Bass erstaunt war der 48-Jährige, der mit Frau und Sohn in Gifhorn eine Doppelhaushälfte zur Miete bewohnt, als er auf dem Konto die Abbuchung in Höhe von 274 Euro entdeckte. Zufällig, denn die postalische Zahlungsmitteilung blieb bei der Vermieterin hängen. Niepel buchte den Betrag zurück, weil das Konto überzogen wurde und „keiner die Zinsen dafür zahlen würde“. Bei einem Telefonat mit der ASG seien ihm Hacker-Angriff, Softwareprobleme und seitens des Versorgers nicht übermittelte Zählerstände als Gründe für die Einmal-Forderung genannt worden.

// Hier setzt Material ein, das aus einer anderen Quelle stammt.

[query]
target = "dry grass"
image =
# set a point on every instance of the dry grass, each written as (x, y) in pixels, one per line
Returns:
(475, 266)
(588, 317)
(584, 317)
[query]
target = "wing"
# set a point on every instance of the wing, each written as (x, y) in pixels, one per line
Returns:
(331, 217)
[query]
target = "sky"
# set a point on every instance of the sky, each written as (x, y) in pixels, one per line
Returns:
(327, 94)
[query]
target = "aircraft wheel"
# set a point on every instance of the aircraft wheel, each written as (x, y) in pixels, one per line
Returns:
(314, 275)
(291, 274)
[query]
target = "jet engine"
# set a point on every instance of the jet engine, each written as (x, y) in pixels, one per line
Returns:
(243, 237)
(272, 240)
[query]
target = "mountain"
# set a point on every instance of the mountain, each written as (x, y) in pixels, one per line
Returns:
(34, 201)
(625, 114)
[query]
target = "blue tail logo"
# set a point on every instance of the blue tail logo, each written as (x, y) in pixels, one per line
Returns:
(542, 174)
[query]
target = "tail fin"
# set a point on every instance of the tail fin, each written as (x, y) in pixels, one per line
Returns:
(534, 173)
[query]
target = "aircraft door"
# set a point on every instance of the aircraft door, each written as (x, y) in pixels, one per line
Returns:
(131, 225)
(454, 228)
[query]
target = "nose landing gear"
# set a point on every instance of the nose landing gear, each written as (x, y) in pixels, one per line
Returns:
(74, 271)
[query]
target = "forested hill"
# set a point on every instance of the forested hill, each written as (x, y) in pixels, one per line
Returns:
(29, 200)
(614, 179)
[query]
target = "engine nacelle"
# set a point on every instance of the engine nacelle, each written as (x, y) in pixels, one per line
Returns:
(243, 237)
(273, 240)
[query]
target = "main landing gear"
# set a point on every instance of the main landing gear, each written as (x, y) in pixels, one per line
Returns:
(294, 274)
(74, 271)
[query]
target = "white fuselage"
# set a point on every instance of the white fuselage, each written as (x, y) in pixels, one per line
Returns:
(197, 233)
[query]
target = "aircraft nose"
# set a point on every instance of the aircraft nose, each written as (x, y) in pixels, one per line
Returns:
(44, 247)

„Kurios“ findet es Niepel, dass die Kunden der ASG von all dem nicht vorher in Kenntnis gesetzt wurden, aber gleichzeitig verbindlich erwartet würde, dass dieselben Kunden prüfen, ob der Abschlag wirklich eingezogen wird. Und eine Begleichung der Gesamtforderung in Raten sei seitens der ASG - vermeintlich aufgrund der Rückbuchung - abgelehnt worden. Indes hätte eine Ratenzahlung später mit Stadtkasse, die für die ASG den Zahlungsverkehr abwickelt, „ohne Probleme“ vereinbart werden können. Dennoch sei „die Art und Weise“ wie mit Kunden, Bürgern, Verbrauchern umgegangen werde „nicht in Ordnung“.
„Aufgrund eines Cyberangriffes im Sommer 2022 kam es zu erheblichen Arbeitsrückständen bei der Gebührenabrechnung für das Jahr 2022, die bis heute nachwirken“, heißt es von der ASG auf Nachfrage. So seien in einigen Fällen für 2024 keine Vorauszahlungsfestsetzung vorgenommen worden, sodass „die Verbrauchsmenge in einer Summe ohne Berücksichtigung bereits geleisteter Zahlungen fällig wurde“. 132 Abrechnungen aus 2023 seien noch „ungeklärt und daher offen“.
Rückwirkende Abrechnung sei bis zu vier Jahre möglich, die Gebührenbescheide für 2023 und 2024 seien daher „rechtskonform“. Auf Antrag sei Ratenzahlung möglich: „Im vorliegenden Fall hat der Kunde jedoch keinen Antrag gestellt. Stattdessen wollte er seine Einzugsermächtigung widerrufen.“ Für 2025 seien Vorauszahlungen festgelegt worden. Diese würden „grundsätzlich erhoben – sowohl im Interesse der Bürger als auch der Verwaltung“, verhindere es doch, dass die „für die Bürger in Vorleistung treten muss“.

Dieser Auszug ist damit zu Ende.